2. Revised Interest Calculation
When you break an FD, the bank recalculates your interest based on the actual period the FD was held, often at a lower rate.
Example:
You booked a 1-year FD at 7% interest, but broke it after 6 months. The bank might pay you 5.5% (the prevailing rate for 6-month FDs), and deduct the penalty (e.g., 0.5%).
Particulars | Amount |
---|---|
Original FD Rate | 7% |
Revised Rate for 6 mo. | 5.5% |
Less: Penalty (0.5%) | Final Rate = 5% |
Interest Earned | Taxable in same FY |
📅 In Which Year is the Interest Taxed?
- Accrual Basis: Interest is taxed every year as it accrues, even if not withdrawn.
- Receipt Basis: Taxed in the year you receive it (applicable if you follow cash basis accounting).
If you break the FD before year-end, interest will be included in your total income of that financial year.
📄 Is TDS Still Deducted If FD is Broken Early?
Yes. If your total FD interest exceeds ₹40,000 (₹50,000 for seniors) in a year, TDS will be deducted by the bank, even on prematurely withdrawn FDs.
Scenario | TDS Applicability |
---|---|
FD broken within the same FY | TDS is applicable if interest crosses limit |
FD spans multiple years but broken early | TDS is based on actual interest paid till date |
✅ Tip: Submit Form 15G/15H if your income is below taxable limit to avoid TDS.
🧾 Reporting FD Interest in ITR
When filing your Income Tax Return (ITR):
- Disclose interest income under “Income from Other Sources”.
- Include it even if TDS is already deducted.
- Claim TDS credit under Schedule TDS in ITR.
🚫 Common Myths About FD Taxation
Myth | Reality |
---|---|
FD interest is tax-free if FD is broken early | ❌ FD interest is always taxable |
TDS is the final tax, no need to report in ITR | ❌ TDS is only a partial tax; total liability may vary |
No TDS = No tax liability | ❌ You must pay tax if interest crosses basic exemption |
✅ How to Minimize Tax on FD Interest
- Split FDs across banks to keep interest below TDS threshold.

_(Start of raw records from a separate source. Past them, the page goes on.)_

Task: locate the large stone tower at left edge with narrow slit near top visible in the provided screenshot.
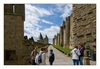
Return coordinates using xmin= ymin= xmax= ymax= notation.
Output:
xmin=4 ymin=4 xmax=25 ymax=64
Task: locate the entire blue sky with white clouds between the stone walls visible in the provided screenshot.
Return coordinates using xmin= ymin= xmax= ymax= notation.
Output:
xmin=24 ymin=4 xmax=72 ymax=43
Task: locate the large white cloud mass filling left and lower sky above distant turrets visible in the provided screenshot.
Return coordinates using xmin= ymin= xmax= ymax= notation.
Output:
xmin=24 ymin=4 xmax=59 ymax=43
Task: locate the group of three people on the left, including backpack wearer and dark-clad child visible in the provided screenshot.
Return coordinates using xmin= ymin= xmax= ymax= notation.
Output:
xmin=30 ymin=46 xmax=54 ymax=65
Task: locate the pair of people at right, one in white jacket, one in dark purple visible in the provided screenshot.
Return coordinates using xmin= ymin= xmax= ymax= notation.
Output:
xmin=71 ymin=43 xmax=85 ymax=65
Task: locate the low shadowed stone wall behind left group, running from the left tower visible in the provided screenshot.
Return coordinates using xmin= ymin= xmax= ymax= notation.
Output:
xmin=17 ymin=39 xmax=47 ymax=65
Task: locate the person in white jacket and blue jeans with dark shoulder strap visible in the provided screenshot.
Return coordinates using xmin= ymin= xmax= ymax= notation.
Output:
xmin=71 ymin=46 xmax=80 ymax=65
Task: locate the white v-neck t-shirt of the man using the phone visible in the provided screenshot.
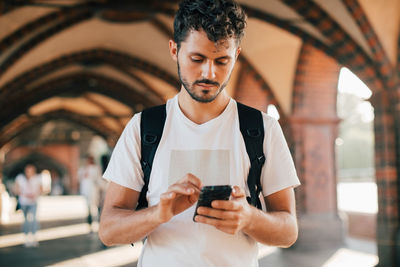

- Invest in tax-saving FDs (lock-in 5 years, eligible under 80C).
- Choose cumulative FDs to defer interest and reduce TDS in early years.
- Use Form 15G/15H if eligible to prevent TDS deduction.
- Plan maturity and breakage to fall under lower income years.
🧮 Quick Tax Illustration
Particulars | Value |
---|---|
FD Principal | ₹2,00,000 |
Original Rate | 7% |
Tenure | 1 Year |
Broken After | 6 Months |
Revised Rate | 5.5% – 0.5% = 5% |
Interest Earned | ₹5,000 |
TDS Deducted (if PAN given) | ₹500 (10%) |
Taxable Income Addition | ₹5,000 |
🧾 Conclusion
Breaking an FD before maturity is sometimes necessary, but it’s crucial to understand the tax impact along with the financial consequences. The interest you earn is always taxable, and may attract TDS if thresholds are breached. By planning wisely—such as choosing the right tenure, spreading deposits, and using TDS exemption forms—you can minimize tax outgo and optimize your returns.
FAQs
Q1. Is the penalty for premature withdrawal taxable?
No, the penalty is simply a deduction from your interest rate, not an additional tax.
Q2. If I don’t earn ₹2.5 lakh annually, do I still need to pay tax on FD interest?
If your total income including FD interest is below the exemption limit, you won’t need to pay tax—but still must report it in your ITR.
Q3. Will I get TDS refund if my tax liability is lower?
Yes. File your ITR and claim a refund of the excess TDS deducted by the bank.